"What, because of that Orien?" I asked.

  "That Orien!" Cal mocked. "He was a respected shaman, Swift. I have a feeling that Seel. . . that Seel won't rest until I pay for what I've done."

  "Who's Seel?" I felt I'd heard of him before.

  "He founded Saltrock," Cal explained. "We were good friends once but I doubt if our friendship could weather my murder of Orien." "You were sick, though, weren't you?"

  "That is not an excuse, though I wish it was." He pulled me closer against him. "You feel so warm ... I have a feeling, I don't know, I feel as if Seel is ... is coming closer somehow. Sometimes it's as if he's here in this house. I've woken up and smelled him in the room, smelled his perfume, his body. I've seen his eyes.... Oh God, why am I going on like this! It's your Feybraiha."

  "It doesn't matter. I like you telling me things, I want you to," I said andOrien. ... He was perhaps the kindest, wisest person I ever met. He was Saltrock's shaman, high priest, whatever . . ."

  "If he was that wonderful," I butted in, "why did you kill him?"

  "Why indeed!" Cal sighed and pressed his face into my neck. "Why . . . I'll have to go back, Swift, to when Pell and I were in Galhea before. It's not easy. When we left here, all those years ago, we were planning to travel back toward the south. I wanted to find a way to Immanion, the first city of the Gelaming. I knew that was where it was all really happening, where Wraeththu had organized themselves, found order. ... It seemed the logical place to head for. I had no idea where it was. Now I know it's farther than I realized, across the sea, a long way away. Anyway, we had only traveled for a short time, a few weeks maybe, when . . ." For a moment he could not speak. His silence made my chest ache. After a while he swallowed. "I watched him die, Swift, all his life running out of him. I couldn't do anything, just watch. Afterwards, I must have wandered around half crazy. I can't remember.... Somewhere along the way I lost the horses. It was like, like, how can I explain? My body was moving, feeding itself, sleeping, looking after itself in a way, but I was buried deep inside my own head, unaware of what was going on around me. One day I woke up and I was back at Saltrock. I don't know how I got there. They didn't know how to cope with me. I was out of my

  head, and when I wasn't I wanted to be. Anything I could get my hands on to escape reality, I shovelled it into myself. Seel must have been at the end of his tether trying to sort me out. It was all because of Zack too, you see. I thought I was being punished for what happened to him. I thought that losing Pell was the divine retribution for my sins. I couldn't face myself. My life was a series of lies, conceit and pride. I was unfit to live, a blight on Wraeththukind. It seemed that everyone I got close to was destroyed in some way. The fruit of my self-hate was the murder of Orien. Perhaps it was the worst thing I could do, and to do it would prove to myself how utterly loathsome I was. I don't know. At the time, I blamed him for Pell's death. Now I can see that was . . . not stupid . . . just wrong."

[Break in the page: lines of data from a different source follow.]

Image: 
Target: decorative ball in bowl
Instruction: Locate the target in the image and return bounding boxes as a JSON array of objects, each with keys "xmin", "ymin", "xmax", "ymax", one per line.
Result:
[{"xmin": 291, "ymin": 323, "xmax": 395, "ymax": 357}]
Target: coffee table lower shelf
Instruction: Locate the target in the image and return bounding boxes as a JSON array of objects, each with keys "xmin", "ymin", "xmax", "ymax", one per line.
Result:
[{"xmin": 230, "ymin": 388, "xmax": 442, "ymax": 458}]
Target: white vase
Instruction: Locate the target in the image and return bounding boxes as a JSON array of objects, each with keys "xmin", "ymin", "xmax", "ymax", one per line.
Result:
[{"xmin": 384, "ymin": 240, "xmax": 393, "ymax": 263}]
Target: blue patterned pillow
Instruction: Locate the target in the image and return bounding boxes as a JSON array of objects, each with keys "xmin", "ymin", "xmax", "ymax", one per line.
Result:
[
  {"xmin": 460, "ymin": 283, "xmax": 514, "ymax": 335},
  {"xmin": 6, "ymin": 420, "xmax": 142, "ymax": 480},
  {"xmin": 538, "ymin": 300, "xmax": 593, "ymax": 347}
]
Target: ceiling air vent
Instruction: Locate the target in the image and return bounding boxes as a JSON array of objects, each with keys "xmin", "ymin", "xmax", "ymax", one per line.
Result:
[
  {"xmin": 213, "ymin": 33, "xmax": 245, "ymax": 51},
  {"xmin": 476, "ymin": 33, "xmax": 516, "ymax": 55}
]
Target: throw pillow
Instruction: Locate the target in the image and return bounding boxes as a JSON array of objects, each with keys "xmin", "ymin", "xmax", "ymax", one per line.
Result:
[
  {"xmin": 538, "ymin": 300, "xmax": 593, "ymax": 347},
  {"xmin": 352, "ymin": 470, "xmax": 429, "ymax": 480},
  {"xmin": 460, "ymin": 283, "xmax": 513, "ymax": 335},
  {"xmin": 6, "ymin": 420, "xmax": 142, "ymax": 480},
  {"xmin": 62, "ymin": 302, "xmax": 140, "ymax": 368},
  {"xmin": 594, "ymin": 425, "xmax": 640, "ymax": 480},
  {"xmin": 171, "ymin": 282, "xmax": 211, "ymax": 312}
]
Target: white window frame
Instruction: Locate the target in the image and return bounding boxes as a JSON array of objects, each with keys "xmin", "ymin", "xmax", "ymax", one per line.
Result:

  "Oh, Cal," I said. He looked at my face and his fingers touched my cheek.

  "Oh, don't weep for me, Swift," he said. "You see, the worst thing is, I haven't changed. I learned nothing from all that. I'm still selfish. My path is uphill. I don't struggle to climb it, I don't even slip back or seek the easy path. I just sit down where I am and think, 'Oh, to hell with it!' I'm too human; I shouldn't be har. Look at what I've done here. Don't think I'm not aware of it and don't think I don't enjoy it."

  "But do you still hate yourself?" I asked.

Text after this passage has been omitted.